Polynote: the new Jupyter?

There is a lot of buzz surrounding Polynote, Netflix’s multi-language notebook. But is it the Jupyter-killer, or is it all hype?

Tom Titcombe
Towards Data Science

--

Source: https://polynote.org/

If you’ve done any kind of analytical work with Python in the last few years, there is a good chance you have come across Jupyter notebooks. The ability to execute new code without needing to re-run the entire script have made notebooks a ubiquitous part of the analytical workflow, but Jupyter notebooks are not without issues. For example, code editing, hints and linting is not supported; this can lead to messy, difficult to debug code and cause some developers to avoid the tool entirely. In 2019, tech behemoth Netflix open-sourced their notebook tool, Polynote, which many people are touting as the Jupyter-killer.

Like Jupyter, Polynote has multi-language support, however Scala has been included as a “first-class language” in Polynote, with additional support for Python (+ Spark), SQL and Vega. While Jupyter allows you to create a notebook in one of its supported languages (JUlia, PYThon, R), Polynote facilitates multi-language support in a single notebook and even allows for interoperability between code executed in different languages.

Installation

Unlike Jupyter, Polynote is built with JVM-based languages at its core, which makes the installation process slightly more involved than pip install polynote. Problematically, Polynote is currently only available on Linux and OSX; there is some discussion about the inclusion of Windows, however it is not an aim of the development team. Given how open-source Windows ports of popular tools like Swift have failed to bloom, it would be foolish to expect a seamless experience of Polynote on Windows anytime soon.

That being said, let us assume you have a Linux or OSX machine. I will outline the steps I took to get Polynote working on Ubuntu 18.04.

  1. Go to the releases and download the latest polynote-dist.tar.gz under “Assets” of the latest release
  2. Extract polynote with tar -zxvpf polynote-dist.tar.gz
  3. Install Java: sudo apt install default-jre and sudo apt install default-jdk
  4. Set JAVA_HOME with export JAVA_HOME=/usr/lib/jvm/default-java/
  5. pip3 install jep jedi virtualenv

Additional installation is required for Spark support. You can read more about installing Polynote here.

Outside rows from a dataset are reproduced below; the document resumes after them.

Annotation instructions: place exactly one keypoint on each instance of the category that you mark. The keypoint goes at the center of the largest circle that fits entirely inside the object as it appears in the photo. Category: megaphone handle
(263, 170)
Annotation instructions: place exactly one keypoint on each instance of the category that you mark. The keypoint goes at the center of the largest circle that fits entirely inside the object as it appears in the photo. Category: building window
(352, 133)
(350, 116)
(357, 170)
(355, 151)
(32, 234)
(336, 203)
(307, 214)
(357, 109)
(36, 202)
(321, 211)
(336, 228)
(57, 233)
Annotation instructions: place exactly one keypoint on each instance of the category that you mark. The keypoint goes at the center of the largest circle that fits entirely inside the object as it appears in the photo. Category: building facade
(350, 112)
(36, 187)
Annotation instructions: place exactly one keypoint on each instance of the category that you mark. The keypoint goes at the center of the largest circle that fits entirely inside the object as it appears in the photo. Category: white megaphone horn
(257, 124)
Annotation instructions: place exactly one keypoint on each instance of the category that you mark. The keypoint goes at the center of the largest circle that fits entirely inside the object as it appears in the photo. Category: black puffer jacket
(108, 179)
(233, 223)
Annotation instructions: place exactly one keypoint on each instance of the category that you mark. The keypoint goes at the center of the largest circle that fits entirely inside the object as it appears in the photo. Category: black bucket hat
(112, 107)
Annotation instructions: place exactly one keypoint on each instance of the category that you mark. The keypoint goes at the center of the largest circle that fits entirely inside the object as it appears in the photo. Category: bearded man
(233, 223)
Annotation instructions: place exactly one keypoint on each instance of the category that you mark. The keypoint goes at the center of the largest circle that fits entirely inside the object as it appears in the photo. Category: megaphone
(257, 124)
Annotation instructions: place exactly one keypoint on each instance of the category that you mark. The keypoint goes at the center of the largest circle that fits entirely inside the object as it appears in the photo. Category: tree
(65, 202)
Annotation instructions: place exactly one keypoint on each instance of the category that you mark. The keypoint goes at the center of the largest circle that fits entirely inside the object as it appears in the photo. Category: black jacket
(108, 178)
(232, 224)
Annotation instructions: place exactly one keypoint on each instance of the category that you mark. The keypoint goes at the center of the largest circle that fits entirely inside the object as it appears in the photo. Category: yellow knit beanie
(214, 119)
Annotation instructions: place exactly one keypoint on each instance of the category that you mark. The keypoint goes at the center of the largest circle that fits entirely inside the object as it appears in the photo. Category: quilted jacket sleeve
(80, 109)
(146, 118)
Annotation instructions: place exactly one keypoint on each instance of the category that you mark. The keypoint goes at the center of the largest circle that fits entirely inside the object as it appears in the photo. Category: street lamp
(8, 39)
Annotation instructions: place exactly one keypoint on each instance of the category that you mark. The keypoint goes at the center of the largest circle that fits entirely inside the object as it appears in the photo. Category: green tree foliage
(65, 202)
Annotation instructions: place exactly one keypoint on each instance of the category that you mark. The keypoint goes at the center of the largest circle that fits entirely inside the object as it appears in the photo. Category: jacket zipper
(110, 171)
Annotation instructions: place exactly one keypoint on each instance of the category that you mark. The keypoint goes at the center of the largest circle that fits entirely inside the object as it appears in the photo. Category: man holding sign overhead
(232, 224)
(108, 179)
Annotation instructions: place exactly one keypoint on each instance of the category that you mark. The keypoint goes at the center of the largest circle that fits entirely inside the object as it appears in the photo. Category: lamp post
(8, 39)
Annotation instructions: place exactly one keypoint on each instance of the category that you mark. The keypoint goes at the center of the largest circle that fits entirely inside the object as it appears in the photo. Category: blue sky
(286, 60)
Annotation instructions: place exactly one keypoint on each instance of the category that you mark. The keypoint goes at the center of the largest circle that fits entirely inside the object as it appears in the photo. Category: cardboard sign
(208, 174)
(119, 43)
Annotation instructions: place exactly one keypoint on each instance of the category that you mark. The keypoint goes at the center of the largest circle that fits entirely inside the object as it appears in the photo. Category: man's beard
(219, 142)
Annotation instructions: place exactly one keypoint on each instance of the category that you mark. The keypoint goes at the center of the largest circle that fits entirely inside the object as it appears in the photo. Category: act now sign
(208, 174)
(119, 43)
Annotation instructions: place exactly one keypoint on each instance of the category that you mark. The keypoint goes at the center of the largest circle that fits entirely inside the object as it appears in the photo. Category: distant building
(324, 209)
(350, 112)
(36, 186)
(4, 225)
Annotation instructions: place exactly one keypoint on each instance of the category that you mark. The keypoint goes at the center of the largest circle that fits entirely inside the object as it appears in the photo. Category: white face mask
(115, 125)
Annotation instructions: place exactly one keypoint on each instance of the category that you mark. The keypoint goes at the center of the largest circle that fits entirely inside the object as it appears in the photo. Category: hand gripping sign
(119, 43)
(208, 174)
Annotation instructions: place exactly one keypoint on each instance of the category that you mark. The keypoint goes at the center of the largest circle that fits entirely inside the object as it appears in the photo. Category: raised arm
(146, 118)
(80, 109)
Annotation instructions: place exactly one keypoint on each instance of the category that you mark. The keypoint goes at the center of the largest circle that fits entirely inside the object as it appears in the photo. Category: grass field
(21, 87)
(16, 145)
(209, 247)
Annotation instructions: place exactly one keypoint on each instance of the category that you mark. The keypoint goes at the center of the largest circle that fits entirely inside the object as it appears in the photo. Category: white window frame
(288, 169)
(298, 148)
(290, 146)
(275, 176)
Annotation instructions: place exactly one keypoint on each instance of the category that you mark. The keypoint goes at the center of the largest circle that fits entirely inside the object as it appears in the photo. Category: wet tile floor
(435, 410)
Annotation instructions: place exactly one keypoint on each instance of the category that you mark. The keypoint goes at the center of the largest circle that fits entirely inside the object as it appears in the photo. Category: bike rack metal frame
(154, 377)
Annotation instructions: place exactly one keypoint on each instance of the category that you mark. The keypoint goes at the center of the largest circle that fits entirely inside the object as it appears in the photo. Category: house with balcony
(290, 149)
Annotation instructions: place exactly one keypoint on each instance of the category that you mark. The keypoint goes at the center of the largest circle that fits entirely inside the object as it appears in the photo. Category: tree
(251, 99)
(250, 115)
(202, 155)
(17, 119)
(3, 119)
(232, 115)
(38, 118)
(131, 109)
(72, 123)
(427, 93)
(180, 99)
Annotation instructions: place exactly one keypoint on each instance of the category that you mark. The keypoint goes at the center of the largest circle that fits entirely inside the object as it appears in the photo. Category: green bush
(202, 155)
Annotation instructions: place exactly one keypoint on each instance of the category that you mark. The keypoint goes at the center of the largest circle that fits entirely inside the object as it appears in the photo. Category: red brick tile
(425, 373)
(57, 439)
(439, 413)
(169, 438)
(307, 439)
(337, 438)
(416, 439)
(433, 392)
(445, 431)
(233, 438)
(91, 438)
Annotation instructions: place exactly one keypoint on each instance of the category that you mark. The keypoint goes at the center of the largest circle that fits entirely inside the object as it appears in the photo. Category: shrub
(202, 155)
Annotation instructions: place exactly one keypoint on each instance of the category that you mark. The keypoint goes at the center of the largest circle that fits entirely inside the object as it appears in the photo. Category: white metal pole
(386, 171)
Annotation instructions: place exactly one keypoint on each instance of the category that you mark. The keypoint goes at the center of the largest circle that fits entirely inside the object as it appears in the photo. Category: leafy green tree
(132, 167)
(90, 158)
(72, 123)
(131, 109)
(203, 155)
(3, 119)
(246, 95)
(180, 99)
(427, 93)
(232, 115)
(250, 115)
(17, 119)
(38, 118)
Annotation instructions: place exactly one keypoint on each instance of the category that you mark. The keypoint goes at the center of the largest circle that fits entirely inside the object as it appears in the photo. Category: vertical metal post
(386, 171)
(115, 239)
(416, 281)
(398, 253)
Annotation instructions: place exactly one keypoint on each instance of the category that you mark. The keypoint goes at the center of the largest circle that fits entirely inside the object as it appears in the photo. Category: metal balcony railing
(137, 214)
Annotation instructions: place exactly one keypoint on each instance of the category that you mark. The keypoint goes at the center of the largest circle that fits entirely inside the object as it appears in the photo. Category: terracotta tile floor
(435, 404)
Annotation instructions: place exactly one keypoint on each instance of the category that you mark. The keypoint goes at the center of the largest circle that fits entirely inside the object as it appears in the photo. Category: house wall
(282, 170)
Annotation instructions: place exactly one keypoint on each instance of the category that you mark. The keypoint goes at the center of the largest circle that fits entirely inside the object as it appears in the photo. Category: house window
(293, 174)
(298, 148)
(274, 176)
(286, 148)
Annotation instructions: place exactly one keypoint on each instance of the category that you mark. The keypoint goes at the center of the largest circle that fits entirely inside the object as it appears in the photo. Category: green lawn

Go into the polynote directory and execute polynote.py , then navigate in a browser to the local address provided (I’ve tested on Firefox and Chrome without problems).

Polyglot notebooks

The eponymous feature of Polynote is language interoperability: if you define a variable in one language, you can use it in another. This will clearly have limitations as not all languages share the same concepts of types and objects, however most important types, including numpy arrays and pandas dataframes, are supported.

I must confess to having only a tangential knowledge of Scala so I am uncertain of the specific use-cases which would require it to work in tandem with Python, but it is evident that removing the need to convert data between the two languages would make such a project run far more smoothly.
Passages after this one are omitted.